A masterpiece confession about his life, if we may call it so.
The motivation and his decision to put his life in a book is a bit strange culture that has otherwise presented, those in leadership position, particularly African leaders with important lesson about managing their people and national resources.
The former president has offered us a classic narration about his regrets. For instance, he discusses in the book of how he was misled into endorsing the use of the money deposited in the External Payment Arrears (EPA) accounts that was fraudulently used to make Sh133 billion illegal payments to about 20 national and foreign private enterprises.
He has confessed of how 2001 killings of 21 people in Pemba following political unrest in the aftermath of the disputed 2000 general election results in Zanzibar has continued to haunt him nearly two decades after the incident.
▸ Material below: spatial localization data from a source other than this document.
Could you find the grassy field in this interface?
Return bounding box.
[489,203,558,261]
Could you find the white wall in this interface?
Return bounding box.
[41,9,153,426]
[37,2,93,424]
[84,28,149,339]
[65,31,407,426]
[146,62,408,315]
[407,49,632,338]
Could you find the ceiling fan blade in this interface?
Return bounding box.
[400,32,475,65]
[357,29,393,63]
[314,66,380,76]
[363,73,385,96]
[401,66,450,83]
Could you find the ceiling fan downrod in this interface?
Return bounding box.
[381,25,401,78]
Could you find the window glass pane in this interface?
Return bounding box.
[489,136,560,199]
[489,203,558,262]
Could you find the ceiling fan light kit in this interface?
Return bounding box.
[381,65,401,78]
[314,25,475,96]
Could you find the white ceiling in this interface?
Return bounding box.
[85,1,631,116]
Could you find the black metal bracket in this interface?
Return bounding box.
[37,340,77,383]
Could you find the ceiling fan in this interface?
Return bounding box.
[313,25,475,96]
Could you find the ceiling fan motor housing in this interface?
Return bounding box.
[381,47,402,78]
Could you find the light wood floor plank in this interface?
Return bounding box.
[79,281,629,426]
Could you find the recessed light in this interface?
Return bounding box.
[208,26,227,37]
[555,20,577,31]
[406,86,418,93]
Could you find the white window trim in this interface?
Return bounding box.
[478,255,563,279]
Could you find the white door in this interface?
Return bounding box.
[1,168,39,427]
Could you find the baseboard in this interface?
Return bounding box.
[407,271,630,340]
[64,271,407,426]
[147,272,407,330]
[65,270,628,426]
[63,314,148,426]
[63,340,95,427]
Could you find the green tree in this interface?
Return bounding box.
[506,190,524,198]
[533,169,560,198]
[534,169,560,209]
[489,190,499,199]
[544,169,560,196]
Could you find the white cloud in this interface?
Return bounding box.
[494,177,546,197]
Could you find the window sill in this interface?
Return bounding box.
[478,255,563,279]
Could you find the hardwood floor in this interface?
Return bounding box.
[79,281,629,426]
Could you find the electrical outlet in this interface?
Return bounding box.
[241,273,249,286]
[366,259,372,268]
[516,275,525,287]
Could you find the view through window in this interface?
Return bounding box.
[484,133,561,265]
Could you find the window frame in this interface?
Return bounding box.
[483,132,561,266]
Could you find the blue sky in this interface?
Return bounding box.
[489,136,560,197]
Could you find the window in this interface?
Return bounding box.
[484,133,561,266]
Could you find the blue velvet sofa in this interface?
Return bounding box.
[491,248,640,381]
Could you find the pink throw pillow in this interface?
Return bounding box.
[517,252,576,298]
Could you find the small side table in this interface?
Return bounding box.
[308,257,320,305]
The book has presented classic cases of how today’s and future leaders can learn from mistakes and great achievements of their predecessors.
In many ways, the book has provided a guidance on how the leaders are supposed to sacrifice and put national interests first over their own personal interests.
In a humble way, Mr Mkapa reminded leaders that the countries they lead are of great importance than personal or political parties interests through which they came to power.
Indeed, it is a wakeup call for the leaders to start creating their own legacy immediately after assuming power.
Mr Mkapa’s book is a challenge for retired Tanzanian who have held leadership positions to do the same for the benefit of the current and the coming generations.
A memoir, like the Mkapa’s one, is more of a national treasure than a narration of a personal life for things like what to embrace in leadership and what to ignore are clearly seen in such writings
Reading the mind of great statesman like Mkapa is a sure way of broadening knowledge and acquiring new insight on how to behave as a public servant.
The ball remains on every Tanzanian’s court to emulate Mkapa’s exemplary leadership whose errors could not overshadow his successes and contribution in the building of the nation.
We encourage other political leaders and senior public servants to write memoirs that would help in shaping the conduct of their subordinates.
Besides, we urge every Tanzanian and those in power to start inculcating the reading culture. It is immaterial to write many good memoirs in a country where the reading culture is dying.
The Mkapa book should remind parents and educational authorities to invest in promoting the reading culture, a cornerstone of knowledge acquisition and promotion of decent civilisation of the people.